I know a short bald guy in his 50's who currently has three 30-ish girlfriends (russian golddiggers, I think) he found over the internet. However, I think his entire life (outside of work) consists of chasing women over the internet. He also claims great skill at writing seductive emails. The internet works for weird people seeking compatibly weird wives also.

On the other hand, for me, internet == FAIL. It would have filtered out 2 of my 3 serious relationships.

Last, you are probably too young for internet dating to work. I get the impression it's more for the 30+ crowd who didn't get tied down when they were younger.

I've been interested in this as well. I've joined Plenty Of Fish because it was free and I have nothing to lose (except my dignity maybe?).

I'm a big proponent for joining things outside your comfort zone. Take an internship, join Habitat for Humanity, get into a running club, or do some type of intramural sport...whatever you're interested in. Dating takes a lot of work, and if you expect something to come to you, it probably won't happen. You kinda have to throw yourself into the situation to see some success.

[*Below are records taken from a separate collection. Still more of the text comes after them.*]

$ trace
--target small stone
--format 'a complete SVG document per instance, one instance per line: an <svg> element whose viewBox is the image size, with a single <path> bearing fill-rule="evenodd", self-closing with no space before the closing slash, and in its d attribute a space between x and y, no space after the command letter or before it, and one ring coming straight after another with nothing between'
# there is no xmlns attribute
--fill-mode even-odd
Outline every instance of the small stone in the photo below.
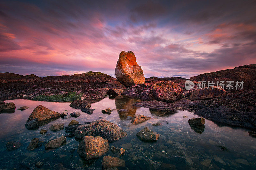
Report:
<svg viewBox="0 0 256 170"><path fill-rule="evenodd" d="M211 165L211 160L210 159L205 159L201 162L201 164L205 166L208 167Z"/></svg>
<svg viewBox="0 0 256 170"><path fill-rule="evenodd" d="M60 147L62 144L66 142L66 137L61 137L49 141L45 144L44 147L46 150Z"/></svg>
<svg viewBox="0 0 256 170"><path fill-rule="evenodd" d="M64 129L64 123L53 124L50 126L49 129L52 131L57 131L62 130Z"/></svg>
<svg viewBox="0 0 256 170"><path fill-rule="evenodd" d="M114 167L125 167L124 160L116 157L105 156L103 157L101 163L103 169Z"/></svg>
<svg viewBox="0 0 256 170"><path fill-rule="evenodd" d="M156 141L159 137L159 134L154 133L146 127L138 132L137 136L144 141Z"/></svg>
<svg viewBox="0 0 256 170"><path fill-rule="evenodd" d="M250 164L249 164L249 163L248 162L248 161L247 161L247 160L246 160L245 159L241 159L241 158L239 158L238 159L236 159L235 160L236 161L236 162L240 164L242 164L244 165L250 165Z"/></svg>
<svg viewBox="0 0 256 170"><path fill-rule="evenodd" d="M72 116L79 116L81 115L80 112L73 112L70 114L70 115Z"/></svg>
<svg viewBox="0 0 256 170"><path fill-rule="evenodd" d="M44 165L44 162L41 162L41 161L39 161L39 162L37 162L36 163L35 165L37 167L40 168L43 166Z"/></svg>
<svg viewBox="0 0 256 170"><path fill-rule="evenodd" d="M38 138L34 138L31 140L27 149L28 151L33 151L37 147L39 139Z"/></svg>
<svg viewBox="0 0 256 170"><path fill-rule="evenodd" d="M79 122L76 121L76 120L72 120L72 121L71 121L71 122L70 122L69 124L68 124L68 126L70 126L71 125L73 125L74 124L77 124L78 123L79 123Z"/></svg>
<svg viewBox="0 0 256 170"><path fill-rule="evenodd" d="M11 151L18 148L22 145L19 142L16 141L10 141L7 143L5 145L7 151Z"/></svg>
<svg viewBox="0 0 256 170"><path fill-rule="evenodd" d="M28 106L22 106L22 107L20 107L18 109L18 110L24 110L28 109L29 108L29 107Z"/></svg>
<svg viewBox="0 0 256 170"><path fill-rule="evenodd" d="M104 109L104 110L101 110L101 112L103 113L108 113L108 114L110 114L111 113L111 109L110 109L109 108L108 108L107 109Z"/></svg>
<svg viewBox="0 0 256 170"><path fill-rule="evenodd" d="M188 123L195 125L202 125L205 123L205 119L203 117L193 117L188 120Z"/></svg>
<svg viewBox="0 0 256 170"><path fill-rule="evenodd" d="M132 124L136 124L150 119L151 118L140 115L136 115L132 117L131 122Z"/></svg>
<svg viewBox="0 0 256 170"><path fill-rule="evenodd" d="M125 151L125 150L124 149L120 148L115 148L113 146L112 146L110 148L110 150L112 152L115 153L117 156L120 156L124 153Z"/></svg>
<svg viewBox="0 0 256 170"><path fill-rule="evenodd" d="M38 119L35 119L28 122L25 124L25 126L28 129L32 129L38 128Z"/></svg>
<svg viewBox="0 0 256 170"><path fill-rule="evenodd" d="M41 129L41 130L40 131L40 133L41 134L43 134L44 133L45 133L47 132L47 130L44 130L44 129Z"/></svg>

It's difficult everywhere for different reasons. If you're in a city, the 'quality' folks aren't generally using it and you'll waste a lot of time, money and silly dates to get anywhere. Especially now. Six years ago, you could make great friends in Boston on craigslist, for instance. Now? Enjoy that healthy dose of spam.

Out west, where it's not as populated or where it's long distances to find new folks, you can successfully find weird people or who have diverse (so there, considered strange) interests, but you're simply going to still waste a lot of time.